Stocker pour éviter de payer trop cher est une tendance suivie par d'autres Français. Allison, qui témoigne également dans le reportage de TF1, accumule également des denrées dans son garage. Mais chez elle, les produits ne viennent pas du supermarché, la mère de famille effectue la plupart de ses achats en bio et auprès de petits producteurs. "On se retrouve avec des produits du producteur qui, aujourd'hui, sont moins chers que le supermarché", explique-t-elle. 

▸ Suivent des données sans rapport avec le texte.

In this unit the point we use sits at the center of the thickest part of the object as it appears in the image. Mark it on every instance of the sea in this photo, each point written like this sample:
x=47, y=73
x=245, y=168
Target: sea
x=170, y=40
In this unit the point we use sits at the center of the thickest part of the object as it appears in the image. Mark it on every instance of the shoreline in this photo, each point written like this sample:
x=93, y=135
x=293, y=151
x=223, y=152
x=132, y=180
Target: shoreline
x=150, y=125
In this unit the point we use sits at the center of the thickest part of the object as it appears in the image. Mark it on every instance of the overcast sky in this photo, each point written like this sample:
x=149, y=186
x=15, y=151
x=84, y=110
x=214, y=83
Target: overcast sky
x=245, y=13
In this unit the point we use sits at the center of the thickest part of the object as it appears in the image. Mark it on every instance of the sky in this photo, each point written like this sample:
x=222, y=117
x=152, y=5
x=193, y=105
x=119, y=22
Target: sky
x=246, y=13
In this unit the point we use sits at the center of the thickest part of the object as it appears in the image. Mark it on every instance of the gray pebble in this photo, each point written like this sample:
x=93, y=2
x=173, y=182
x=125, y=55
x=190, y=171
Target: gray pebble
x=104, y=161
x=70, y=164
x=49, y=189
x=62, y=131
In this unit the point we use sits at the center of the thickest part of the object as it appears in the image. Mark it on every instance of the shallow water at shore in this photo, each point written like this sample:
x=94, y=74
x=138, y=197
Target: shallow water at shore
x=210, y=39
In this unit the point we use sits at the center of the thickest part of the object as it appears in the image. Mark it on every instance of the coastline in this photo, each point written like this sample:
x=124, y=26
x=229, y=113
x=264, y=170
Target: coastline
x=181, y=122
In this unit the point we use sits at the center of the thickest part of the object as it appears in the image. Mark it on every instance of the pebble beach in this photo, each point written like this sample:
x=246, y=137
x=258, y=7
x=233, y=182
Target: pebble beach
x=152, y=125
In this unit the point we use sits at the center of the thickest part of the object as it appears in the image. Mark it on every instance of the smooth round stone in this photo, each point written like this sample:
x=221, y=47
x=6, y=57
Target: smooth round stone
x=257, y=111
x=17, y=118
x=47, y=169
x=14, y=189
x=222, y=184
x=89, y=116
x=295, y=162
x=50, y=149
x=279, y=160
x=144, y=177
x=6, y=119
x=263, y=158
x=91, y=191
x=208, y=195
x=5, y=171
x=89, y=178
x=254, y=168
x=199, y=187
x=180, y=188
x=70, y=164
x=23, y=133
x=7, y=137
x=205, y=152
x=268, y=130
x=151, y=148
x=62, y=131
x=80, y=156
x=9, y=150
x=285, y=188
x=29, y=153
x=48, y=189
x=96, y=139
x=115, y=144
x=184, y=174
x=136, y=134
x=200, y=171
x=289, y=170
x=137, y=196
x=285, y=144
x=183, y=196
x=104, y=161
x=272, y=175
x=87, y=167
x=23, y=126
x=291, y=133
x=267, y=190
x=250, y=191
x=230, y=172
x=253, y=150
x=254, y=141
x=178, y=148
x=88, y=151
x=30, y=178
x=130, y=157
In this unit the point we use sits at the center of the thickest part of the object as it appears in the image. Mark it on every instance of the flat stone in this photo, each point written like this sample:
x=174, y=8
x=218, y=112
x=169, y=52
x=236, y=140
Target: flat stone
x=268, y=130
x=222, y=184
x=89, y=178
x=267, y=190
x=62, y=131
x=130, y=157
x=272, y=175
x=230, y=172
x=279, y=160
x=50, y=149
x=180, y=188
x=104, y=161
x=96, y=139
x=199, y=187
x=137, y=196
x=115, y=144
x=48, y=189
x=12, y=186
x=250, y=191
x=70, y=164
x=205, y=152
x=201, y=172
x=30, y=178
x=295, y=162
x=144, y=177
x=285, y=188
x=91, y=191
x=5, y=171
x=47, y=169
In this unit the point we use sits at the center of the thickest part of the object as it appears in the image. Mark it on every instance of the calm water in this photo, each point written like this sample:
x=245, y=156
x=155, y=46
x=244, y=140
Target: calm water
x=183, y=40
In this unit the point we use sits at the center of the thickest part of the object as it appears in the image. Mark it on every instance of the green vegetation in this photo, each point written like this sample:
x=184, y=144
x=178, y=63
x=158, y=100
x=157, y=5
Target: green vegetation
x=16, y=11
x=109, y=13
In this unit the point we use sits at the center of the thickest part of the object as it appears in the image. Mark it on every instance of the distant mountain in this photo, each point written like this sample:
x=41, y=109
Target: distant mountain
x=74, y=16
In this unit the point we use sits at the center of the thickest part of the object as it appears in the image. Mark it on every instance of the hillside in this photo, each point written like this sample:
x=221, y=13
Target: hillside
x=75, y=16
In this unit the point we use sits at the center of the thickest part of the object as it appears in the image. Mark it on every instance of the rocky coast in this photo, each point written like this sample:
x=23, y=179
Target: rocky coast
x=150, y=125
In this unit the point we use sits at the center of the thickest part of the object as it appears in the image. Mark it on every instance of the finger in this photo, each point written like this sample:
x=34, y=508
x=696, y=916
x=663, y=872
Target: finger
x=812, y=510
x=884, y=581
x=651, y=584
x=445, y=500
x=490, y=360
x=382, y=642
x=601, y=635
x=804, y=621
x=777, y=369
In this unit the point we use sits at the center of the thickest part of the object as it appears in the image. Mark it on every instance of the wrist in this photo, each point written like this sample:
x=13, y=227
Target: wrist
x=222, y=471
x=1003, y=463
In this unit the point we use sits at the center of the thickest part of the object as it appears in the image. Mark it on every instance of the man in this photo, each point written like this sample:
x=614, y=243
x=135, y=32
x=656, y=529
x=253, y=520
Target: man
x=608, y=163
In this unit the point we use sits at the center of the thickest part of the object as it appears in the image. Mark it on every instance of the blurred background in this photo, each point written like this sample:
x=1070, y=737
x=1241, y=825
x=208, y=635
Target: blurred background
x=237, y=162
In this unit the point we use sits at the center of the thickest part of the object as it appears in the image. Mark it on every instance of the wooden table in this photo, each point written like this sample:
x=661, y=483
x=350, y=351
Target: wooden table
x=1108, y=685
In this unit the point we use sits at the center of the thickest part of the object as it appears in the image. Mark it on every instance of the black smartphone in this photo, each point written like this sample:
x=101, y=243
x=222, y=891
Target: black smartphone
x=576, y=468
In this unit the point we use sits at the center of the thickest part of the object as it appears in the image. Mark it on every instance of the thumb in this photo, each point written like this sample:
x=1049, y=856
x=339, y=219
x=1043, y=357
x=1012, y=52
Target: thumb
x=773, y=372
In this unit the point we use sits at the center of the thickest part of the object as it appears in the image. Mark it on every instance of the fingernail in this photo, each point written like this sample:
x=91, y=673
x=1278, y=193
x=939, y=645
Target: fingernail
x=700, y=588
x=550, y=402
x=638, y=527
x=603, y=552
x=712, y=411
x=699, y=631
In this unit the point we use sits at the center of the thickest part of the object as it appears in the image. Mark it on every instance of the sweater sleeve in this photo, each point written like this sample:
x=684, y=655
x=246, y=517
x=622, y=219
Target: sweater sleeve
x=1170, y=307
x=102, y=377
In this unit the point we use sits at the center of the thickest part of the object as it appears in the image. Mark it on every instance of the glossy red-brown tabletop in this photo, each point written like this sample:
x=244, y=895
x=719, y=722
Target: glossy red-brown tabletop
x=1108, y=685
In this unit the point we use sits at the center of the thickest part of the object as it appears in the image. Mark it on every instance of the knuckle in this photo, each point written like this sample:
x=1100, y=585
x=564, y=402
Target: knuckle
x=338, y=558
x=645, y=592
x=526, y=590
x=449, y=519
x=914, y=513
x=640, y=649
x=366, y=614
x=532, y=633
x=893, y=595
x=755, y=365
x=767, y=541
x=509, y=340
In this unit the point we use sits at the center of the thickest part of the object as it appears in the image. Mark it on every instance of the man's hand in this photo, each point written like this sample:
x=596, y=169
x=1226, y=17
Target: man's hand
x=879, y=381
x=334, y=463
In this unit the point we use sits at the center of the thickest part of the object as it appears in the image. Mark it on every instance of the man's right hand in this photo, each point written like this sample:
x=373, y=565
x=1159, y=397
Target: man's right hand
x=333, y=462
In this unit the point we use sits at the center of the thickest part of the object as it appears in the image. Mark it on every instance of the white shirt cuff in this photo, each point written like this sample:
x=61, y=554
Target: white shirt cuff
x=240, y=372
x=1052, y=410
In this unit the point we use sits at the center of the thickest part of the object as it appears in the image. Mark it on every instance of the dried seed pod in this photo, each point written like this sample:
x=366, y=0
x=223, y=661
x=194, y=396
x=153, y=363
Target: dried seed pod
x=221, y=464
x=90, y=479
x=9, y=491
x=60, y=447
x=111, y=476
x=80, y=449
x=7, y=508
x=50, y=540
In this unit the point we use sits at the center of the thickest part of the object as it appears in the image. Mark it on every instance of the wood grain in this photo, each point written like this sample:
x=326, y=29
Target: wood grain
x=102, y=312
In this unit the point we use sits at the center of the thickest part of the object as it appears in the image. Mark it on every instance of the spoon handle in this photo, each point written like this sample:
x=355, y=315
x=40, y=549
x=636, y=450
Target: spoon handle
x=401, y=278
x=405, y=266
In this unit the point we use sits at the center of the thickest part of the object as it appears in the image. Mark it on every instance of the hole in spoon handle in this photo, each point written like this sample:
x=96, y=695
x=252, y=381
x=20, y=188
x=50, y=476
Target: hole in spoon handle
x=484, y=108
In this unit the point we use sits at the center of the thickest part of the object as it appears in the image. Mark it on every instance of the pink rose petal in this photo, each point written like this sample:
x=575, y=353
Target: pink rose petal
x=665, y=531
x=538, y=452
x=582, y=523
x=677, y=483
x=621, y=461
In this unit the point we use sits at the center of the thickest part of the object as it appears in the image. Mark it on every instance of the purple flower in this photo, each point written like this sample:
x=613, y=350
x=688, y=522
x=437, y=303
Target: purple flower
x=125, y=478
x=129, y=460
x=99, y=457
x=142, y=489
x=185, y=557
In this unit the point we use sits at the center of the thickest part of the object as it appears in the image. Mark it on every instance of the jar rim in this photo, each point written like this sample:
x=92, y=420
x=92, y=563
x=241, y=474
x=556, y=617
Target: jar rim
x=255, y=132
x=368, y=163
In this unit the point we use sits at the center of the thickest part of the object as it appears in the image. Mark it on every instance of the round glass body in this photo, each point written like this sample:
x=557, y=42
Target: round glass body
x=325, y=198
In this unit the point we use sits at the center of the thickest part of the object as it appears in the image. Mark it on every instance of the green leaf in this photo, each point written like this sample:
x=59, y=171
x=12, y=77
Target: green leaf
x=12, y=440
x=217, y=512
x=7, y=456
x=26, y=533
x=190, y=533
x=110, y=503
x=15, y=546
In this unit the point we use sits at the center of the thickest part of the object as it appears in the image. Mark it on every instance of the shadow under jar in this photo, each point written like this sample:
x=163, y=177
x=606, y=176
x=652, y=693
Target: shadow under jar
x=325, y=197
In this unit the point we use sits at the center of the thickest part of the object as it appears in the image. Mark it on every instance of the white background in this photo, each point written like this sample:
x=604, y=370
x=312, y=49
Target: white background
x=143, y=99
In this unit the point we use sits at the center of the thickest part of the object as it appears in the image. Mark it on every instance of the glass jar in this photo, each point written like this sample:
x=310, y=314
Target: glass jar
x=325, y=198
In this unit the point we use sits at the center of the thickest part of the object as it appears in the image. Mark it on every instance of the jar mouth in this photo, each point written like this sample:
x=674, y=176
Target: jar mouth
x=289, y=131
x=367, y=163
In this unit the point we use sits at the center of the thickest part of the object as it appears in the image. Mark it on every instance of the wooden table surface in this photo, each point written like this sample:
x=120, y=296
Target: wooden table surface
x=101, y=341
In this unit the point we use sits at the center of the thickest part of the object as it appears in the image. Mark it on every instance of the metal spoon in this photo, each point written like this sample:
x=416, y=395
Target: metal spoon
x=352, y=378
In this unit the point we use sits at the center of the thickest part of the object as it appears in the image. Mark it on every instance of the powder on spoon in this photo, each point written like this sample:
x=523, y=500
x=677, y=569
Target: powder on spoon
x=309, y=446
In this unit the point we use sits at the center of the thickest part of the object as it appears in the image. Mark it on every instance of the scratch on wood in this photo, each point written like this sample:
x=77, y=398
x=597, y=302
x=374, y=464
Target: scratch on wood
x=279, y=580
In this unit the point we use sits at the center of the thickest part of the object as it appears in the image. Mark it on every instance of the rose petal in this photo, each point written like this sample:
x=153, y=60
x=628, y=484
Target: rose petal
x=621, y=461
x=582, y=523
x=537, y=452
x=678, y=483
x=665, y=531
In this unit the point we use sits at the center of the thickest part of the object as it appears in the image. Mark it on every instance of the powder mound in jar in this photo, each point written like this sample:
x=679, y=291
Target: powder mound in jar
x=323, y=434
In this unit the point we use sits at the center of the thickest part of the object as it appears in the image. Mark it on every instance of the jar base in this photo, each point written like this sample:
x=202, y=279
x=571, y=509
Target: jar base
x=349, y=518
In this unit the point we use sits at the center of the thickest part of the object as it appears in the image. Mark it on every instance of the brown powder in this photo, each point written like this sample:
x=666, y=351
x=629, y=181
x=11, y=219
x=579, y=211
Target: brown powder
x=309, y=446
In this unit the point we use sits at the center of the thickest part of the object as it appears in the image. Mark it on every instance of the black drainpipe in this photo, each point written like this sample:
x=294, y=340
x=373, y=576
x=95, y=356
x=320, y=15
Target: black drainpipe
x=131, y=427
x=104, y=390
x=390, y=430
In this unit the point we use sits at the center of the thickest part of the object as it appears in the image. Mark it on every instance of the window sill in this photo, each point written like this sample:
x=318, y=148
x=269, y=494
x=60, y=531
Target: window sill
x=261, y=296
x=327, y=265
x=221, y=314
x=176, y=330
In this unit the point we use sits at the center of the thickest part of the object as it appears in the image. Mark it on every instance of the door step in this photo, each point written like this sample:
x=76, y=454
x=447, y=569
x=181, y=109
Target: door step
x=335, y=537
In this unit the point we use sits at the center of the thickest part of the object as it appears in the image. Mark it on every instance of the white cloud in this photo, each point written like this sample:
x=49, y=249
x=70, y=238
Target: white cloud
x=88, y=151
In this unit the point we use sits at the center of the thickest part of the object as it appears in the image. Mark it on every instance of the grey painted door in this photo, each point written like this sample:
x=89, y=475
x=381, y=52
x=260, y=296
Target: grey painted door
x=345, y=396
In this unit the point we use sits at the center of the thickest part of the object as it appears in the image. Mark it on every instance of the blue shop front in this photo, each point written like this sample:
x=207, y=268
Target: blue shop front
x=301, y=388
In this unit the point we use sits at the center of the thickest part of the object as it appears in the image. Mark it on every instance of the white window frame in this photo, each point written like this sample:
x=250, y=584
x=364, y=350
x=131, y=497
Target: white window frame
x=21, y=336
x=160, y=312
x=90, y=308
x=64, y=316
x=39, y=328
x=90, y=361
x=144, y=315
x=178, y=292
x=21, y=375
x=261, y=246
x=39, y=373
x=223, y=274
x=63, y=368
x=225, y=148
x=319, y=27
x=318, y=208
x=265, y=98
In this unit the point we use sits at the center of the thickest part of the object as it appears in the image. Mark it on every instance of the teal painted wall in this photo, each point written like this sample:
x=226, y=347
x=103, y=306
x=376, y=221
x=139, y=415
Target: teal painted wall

Pour chacun d'entre eux, elle passe une seule commande par an. "Des pâtes, on en commande 50 kg, ce qui nous revient à peu près à 1,50 euro le kilo", explique-t-elle. Et à chaque fois, elle attend le bon moment. "Quand il y a eu la crise en Ukraine, le prix [des pâtes, NDLR] a augmenté, on est passé jusqu'à 2,80 euros le kilo. Là, c'est revenu à la normale puisque le cours a chuté. Donc l'avantage d'avoir un stock, c'est que je commande uniquement quand le prix me convient", précise-t-elle. Et pour économiser davantage, la mère de famille fait aussi ses propres bocaux avec les légumes du jardin. En évitant les supermarchés, elle est ainsi parvenue à baisser son budget alimentaire de 200 euros par mois.